Dante’s face has gone completely blank.
“I finally got away from him. Got the divorce papers signed. But it wasn’t over. It’s never over with men like that.” My voice cracks. “So when I found out I was pregnant... God, Dante. What was I supposed to do? Tell him the baby wasn’t his? Watch him hunt you down? Hunt us down?”
“Cassie—” A flash of pain crosses his face.
“You left,” I interrupt. “You left without a word, Dante. And I—I panicked. Gino was still lurking, still watching everything I did. If he thought the baby wasn’t his…”
I shake my head, tears burning hot as they slip down my cheeks.
“You don’t know how cruel he is,” I whisper. “The way he twisted my life until I couldn’t breathe.”
I squeeze my eyes shut, guilt clawing up my throat, ripping me apart. “I hadn’t slept with him after you. Not once. But we’d been together a month before that night… and I lied.”

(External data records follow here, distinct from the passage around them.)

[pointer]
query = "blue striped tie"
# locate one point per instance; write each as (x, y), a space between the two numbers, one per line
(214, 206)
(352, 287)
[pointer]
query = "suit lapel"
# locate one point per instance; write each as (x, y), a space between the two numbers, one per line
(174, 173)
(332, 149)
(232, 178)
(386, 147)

The confession spills like broken glass, ready to cut through us both.
“I lied about the timing. Lied about that night. About… everything.”

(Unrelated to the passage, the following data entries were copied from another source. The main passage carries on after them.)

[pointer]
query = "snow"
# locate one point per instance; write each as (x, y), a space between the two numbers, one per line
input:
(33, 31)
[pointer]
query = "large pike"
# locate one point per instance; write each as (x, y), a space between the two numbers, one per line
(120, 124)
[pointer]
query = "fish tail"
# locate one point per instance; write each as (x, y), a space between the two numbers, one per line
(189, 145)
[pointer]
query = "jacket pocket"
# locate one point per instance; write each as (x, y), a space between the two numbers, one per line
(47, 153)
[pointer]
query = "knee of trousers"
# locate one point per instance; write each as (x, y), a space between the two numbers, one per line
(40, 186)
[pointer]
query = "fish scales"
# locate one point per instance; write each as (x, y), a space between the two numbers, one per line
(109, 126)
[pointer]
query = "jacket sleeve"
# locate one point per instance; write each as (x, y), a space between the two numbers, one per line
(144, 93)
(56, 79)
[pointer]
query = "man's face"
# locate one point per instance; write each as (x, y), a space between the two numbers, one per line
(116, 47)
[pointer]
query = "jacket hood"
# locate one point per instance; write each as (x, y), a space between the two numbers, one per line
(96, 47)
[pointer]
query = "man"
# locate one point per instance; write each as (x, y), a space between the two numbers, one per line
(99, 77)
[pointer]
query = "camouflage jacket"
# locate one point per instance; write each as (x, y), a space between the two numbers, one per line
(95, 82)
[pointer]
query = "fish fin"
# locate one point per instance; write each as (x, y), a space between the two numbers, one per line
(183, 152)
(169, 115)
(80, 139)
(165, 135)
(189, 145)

Dante doesn’t move, and I can’t breathe.
“I was scared,” I sob. “Scared for Aria and myself. I didn’t know how to protect my daughter and tell the truth at the same time.”
The silence cracks like a gunshot between us.
“And me?” Dante asks with a disappointing sigh, at last. “What about my right to know my own child?”
“Like I said, you were gone!” I cry out.
“You disappeared without a word, just like before! I had no idea where you were, if you were coming back, if you even wanted—” I choke on the words.
“And then more time passed, and the lie got bigger, and I didn’t know how to fix it without putting Aria in danger. ”
My hands are shaking uncontrollably now. “Every time I thought about telling the truth, I’d get another threatening call from Gino. Another message. Another reminder that he was watching. And I just... I couldn’t risk it. I couldn’t.”
I look up at him, pleading. “I was trying to protect her. That’s all I’ve ever tried to do.”
His stare stays locked on mine, a hundred emotions swimming under the surface, but none of them rise. None of them show.
Finally, his voice scrapes the quiet clean apart.
“You should’ve trusted me.”
It’s not a question.
It’s a verdict.
My heart caves in on itself as he steps back, the distance between us stretching wide and unforgiving.
He turns, hand on the doorknob.
“Dante—” I croak, but the words disintegrate in my throat.
The door slams behind him, the sound splitting the night apart, and I crumble in the wreckage of everything I’ve tried to keep buried.